In Great Britain and many European countries rain gauges have been established at a greater or less number of stations for many years past, and data thereby afforded for estimating approximately the rainfall of any given district or catchment basin. The term "watershed" is one which it appears to me is frequently misapplied; as I understand it, watershed is equivalent to what in America is termed the "divide," and means the boundary of the catchment area or basin of any given stream, although I believe it is frequently made use of as meaning the catchment area itself. When saying that the rain gauges already established in most of the older civilized countries afford data for an approximate estimate only, it is meant that an increase in the number of points at which observations are made is necessary, previous to the design of a reservoir dam on the catchment area above, the waters of which are proposed to be impounded, and should be continuous for a series of five or six years, and these must be compared with the observations made with the old established rain gauges of the adjacent district, say for a period of twenty years previously, and modified accordingly.
This is absolutely necessary before an accurate estimate of the average and maximum and minimum rainfall can be arrived at, as the rainfall of each square mile of gathering ground may vary the amount being affected by the altitude and the aspect as regards the rainy quarter.
But this information will be of but little service to the engineer without an investigation of the loss due to evaporation and absorption, varying with the season of the year and the more or less degree of saturation of the soil; the amount of absorption depending upon the character of the ground, dip of strata, etc., the hydrographic area being, as a rule, by no means equal to the topographic area of a given basin. From this cursory view of the preliminary investigations necessary can be realized what difficulties must attend the design of dams for reservoirs in newly settled or uncivilized countries, where there are no data of this nature to go on, and where if maps exist they are probably of the roughest description and uncontoured; so that before any project can be even discussed seriously special surveys have to be made, the results of which may only go to prove the unsuitability of the site under consideration as regards area, etc. The loss due to evaporation, according to Mr. Hawksley, in this country amounts to a mean of about 15 in.; this and the absorption must vary with the geological conditions, and therefore to arrive at a satisfactory conclusion regarding the amount of rainfall actually available for storage, careful gaugings have to be made of the stream affected, and these should extend over a lengthened period, and be compounded with the rainfall.
A certain loss of water, in times of excessive floods, must, in designing a dam, be ever expected, and under favorable conditions may be estimated at 10 per cent. of the total amount impounded.
As regards the choice of position for the dam of a reservoir, supposing that it is intended to impound the water by throwing an obstruction across a valley, it may be premised that to impound the largest quantity of water with the minimum outlay, the most favorable conditions are present where a more or less broad valley flanked by steep hills suddenly narrows at its lower end, forming a gorge which can be obstructed by a comparatively short dam. The accompanying condition is that the nature of the soil, i.e., the character, strata, and lie of the rock, clay, etc., as the case may be, is favorable to assuring a good foundation. In Great Britain, as a rule, dams for reservoirs have been constructed of earthwork with a puddle core, deemed by the majority of English engineers as more suitable for this purpose than masonry.

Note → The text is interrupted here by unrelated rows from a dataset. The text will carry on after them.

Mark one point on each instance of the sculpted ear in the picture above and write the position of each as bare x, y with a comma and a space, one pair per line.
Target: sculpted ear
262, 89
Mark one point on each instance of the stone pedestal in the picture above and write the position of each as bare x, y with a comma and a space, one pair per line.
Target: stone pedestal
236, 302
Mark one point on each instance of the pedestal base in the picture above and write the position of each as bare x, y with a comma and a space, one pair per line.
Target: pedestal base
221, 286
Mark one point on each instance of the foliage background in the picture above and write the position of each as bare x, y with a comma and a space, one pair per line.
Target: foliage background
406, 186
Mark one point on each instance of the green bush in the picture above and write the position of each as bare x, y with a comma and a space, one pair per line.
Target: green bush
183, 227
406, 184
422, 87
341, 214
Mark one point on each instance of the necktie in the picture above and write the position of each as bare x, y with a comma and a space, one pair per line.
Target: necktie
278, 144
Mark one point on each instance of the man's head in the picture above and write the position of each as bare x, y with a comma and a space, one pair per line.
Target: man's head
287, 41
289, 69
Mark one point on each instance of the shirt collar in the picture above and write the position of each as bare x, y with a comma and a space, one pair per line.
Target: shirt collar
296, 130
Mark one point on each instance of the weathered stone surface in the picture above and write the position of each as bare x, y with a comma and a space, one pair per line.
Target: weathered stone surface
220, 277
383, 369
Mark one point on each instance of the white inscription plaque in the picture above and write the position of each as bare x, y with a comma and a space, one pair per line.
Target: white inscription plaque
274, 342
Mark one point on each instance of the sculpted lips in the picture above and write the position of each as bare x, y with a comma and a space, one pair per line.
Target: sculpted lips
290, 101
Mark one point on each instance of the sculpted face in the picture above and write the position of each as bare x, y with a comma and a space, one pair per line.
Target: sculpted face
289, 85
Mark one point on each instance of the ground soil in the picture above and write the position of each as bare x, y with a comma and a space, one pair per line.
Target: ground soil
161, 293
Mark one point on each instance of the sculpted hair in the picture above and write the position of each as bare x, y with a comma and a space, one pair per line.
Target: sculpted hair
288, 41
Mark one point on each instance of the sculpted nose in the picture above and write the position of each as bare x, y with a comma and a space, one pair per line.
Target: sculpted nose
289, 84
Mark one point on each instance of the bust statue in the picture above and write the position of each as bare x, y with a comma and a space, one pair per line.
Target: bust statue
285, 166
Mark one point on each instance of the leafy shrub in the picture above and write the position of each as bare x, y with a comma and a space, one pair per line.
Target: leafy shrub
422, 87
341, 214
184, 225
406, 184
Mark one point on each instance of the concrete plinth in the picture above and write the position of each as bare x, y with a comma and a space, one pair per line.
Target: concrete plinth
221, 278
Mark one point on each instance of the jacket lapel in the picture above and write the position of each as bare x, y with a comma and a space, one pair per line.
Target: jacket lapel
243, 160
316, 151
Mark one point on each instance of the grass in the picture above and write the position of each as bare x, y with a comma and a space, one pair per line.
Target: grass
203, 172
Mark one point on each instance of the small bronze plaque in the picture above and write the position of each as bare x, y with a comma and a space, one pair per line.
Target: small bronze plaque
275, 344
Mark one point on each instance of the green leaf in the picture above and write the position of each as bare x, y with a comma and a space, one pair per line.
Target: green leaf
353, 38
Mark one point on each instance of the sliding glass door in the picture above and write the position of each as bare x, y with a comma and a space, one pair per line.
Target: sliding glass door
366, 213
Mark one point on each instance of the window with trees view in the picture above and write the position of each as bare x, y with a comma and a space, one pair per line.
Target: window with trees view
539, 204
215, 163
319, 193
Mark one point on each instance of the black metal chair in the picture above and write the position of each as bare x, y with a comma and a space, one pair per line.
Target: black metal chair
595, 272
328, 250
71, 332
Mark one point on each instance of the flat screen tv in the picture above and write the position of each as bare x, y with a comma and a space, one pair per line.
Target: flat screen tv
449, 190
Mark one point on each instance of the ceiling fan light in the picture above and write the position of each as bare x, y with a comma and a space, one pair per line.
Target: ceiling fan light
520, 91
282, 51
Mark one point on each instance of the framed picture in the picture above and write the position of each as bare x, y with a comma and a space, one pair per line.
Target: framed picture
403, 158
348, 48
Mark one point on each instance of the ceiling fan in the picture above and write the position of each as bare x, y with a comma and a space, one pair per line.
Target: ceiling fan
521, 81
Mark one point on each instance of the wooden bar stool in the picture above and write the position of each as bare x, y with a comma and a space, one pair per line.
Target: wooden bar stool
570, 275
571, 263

Earthwork, in some instances combined with masonry, was also a form usual in the ancient works of the East, already referred to; but it would appear from the experience of recent years that masonry dams are likely to become as common as those of earthwork, especially in districts favorable to the construction of the former, where the natural ground is of a rocky character, and good stone easily obtained.
As to the stability of structures of masonry for this purpose, as compared with earthwork, experience would seem to leave the question an open one. Either method is liable to failure, and there certainly are as many cases on record of the destruction of masonry dams as there are of those constructed of earthwork, as instanced in Algeria within the past few years. As regards masonry dams, the question of success does not seem so much to depend upon their design, as far as the mere determination of the suitable profile or cross section is concerned, as that has been very exhaustively investigated, and fairly agreed upon, from a mathematical point of view, but to be principally due to the correctness of the estimate of the floods to be dealt with, and a sufficient provision of by-wash allowed for the most extreme cases; and, lastly, perhaps the most important of all, the securing a thoroughly good foundation, and a careful execution of the work throughout.
These remarks equally apply to earthwork dams, as regards sufficient provision of by-wash, careful execution of work, and security of foundation, but their area of cross section, supposing them to be water-tight, on account of the flatness of their slopes and consequent breadth of base, is, of course, far in excess of that merely required for stability; but in these latter, the method adopted for the water supply discharge is of the very greatest importance, and will be again referred to.
Before commencing the excavation for the foundations of a dam, it is most essential that the character of the soil or rock should be examined carefully, by sinking a succession of small shafts, not mere borings, along the site, so that the depth to which the trench will have to be carried, and the amount of ground water likely to be encountered, can be reliably ascertained, as this portion of the work cannot be otherwise estimated, and as it may bear a very large proportion of the total expense of construction, and in certain cases may demonstrate that the site is altogether unsuitable for the proposed purpose.